From a5877d42b0f8a32f6e62de2c8967bfd5082a728d Mon Sep 17 00:00:00 2001
From: Robert Muir <rmuir@apache.org>
Date: Wed, 15 Apr 2015 00:54:03 +0000
Subject: [PATCH] LUCENE-6421: defer reading of positions in MultiPhraseQuery
 until they are needed

git-svn-id: https://svn.apache.org/repos/asf/lucene/dev/trunk@1673595 13f79535-47bb-0310-9956-ffa450edef68
---
 lucene/CHANGES.txt                            |   3 +
 .../lucene/search/MultiPhraseQuery.java       | 344 ++++++++----------
 .../org/apache/lucene/search/PhraseQuery.java |  11 +-
 .../lucene/search/TestMultiPhraseEnum.java    | 116 ++++++
 .../search/SearchEquivalenceTestBase.java     |   2 +-
 5 files changed, 280 insertions(+), 196 deletions(-)

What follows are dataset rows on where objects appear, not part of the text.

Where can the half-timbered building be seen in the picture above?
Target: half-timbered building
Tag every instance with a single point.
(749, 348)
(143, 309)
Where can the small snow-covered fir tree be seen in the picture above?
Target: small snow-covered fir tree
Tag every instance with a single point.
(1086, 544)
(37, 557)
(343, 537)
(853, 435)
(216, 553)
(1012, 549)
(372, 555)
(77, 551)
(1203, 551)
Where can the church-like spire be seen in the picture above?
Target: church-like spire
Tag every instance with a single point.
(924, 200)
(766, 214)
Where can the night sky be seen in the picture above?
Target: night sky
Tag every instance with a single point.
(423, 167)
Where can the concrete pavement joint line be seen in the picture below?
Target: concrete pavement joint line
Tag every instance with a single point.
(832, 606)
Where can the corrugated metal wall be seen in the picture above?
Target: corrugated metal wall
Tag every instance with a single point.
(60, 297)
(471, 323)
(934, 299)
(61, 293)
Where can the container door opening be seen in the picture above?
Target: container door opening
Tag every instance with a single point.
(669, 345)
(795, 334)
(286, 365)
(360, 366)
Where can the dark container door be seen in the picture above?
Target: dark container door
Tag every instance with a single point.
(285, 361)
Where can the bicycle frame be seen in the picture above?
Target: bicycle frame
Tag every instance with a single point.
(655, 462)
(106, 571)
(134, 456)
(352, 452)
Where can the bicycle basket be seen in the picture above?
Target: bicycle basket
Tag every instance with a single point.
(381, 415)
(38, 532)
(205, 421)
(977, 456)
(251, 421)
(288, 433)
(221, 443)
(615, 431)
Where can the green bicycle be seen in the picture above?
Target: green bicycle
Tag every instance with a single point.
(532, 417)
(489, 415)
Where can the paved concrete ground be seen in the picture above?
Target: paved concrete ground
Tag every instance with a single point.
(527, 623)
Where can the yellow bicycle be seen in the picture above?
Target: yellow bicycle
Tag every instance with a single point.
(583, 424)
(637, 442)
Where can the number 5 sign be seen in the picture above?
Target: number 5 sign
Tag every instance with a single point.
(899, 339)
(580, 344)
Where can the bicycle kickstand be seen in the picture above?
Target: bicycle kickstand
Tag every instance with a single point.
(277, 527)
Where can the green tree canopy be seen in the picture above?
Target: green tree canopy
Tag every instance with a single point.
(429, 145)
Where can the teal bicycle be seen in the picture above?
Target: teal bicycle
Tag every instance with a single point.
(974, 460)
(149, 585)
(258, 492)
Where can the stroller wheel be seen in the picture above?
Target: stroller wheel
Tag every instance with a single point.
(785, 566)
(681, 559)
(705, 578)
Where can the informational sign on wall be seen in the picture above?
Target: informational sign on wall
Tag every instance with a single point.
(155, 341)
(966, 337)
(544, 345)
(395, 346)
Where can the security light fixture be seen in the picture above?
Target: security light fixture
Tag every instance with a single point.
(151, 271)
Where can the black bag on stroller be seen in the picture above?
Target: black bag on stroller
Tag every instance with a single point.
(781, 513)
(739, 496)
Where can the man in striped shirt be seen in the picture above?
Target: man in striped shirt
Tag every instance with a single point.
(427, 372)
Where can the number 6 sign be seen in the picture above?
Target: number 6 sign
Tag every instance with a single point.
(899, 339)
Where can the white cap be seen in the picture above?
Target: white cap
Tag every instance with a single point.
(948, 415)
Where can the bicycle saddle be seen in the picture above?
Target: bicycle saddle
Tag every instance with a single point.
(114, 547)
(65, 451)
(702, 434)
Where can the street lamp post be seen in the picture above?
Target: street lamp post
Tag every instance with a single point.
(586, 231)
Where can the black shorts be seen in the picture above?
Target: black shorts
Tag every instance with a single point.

 create mode 100644 lucene/core/src/test/org/apache/lucene/search/TestMultiPhraseEnum.java
diff --git a/lucene/CHANGES.txt b/lucene/CHANGES.txt
index 25c99dc152e..0d43e4a281e 100644
--- a/lucene/CHANGES.txt
+++ b/lucene/CHANGES.txt
@@ -77,6 +77,9 @@ Optimizations
 * LUCENE-6388: Optimize SpanNearQuery when payloads are not present.
   (Robert Muir)
 
+* LUCENE-6421: Defer reading of positions in MultiPhraseQuery until
+  they are needed. (Robert Muir)
+
 Bug Fixes
 
 * LUCENE-6378: Fix all RuntimeExceptions to throw the underlying root cause.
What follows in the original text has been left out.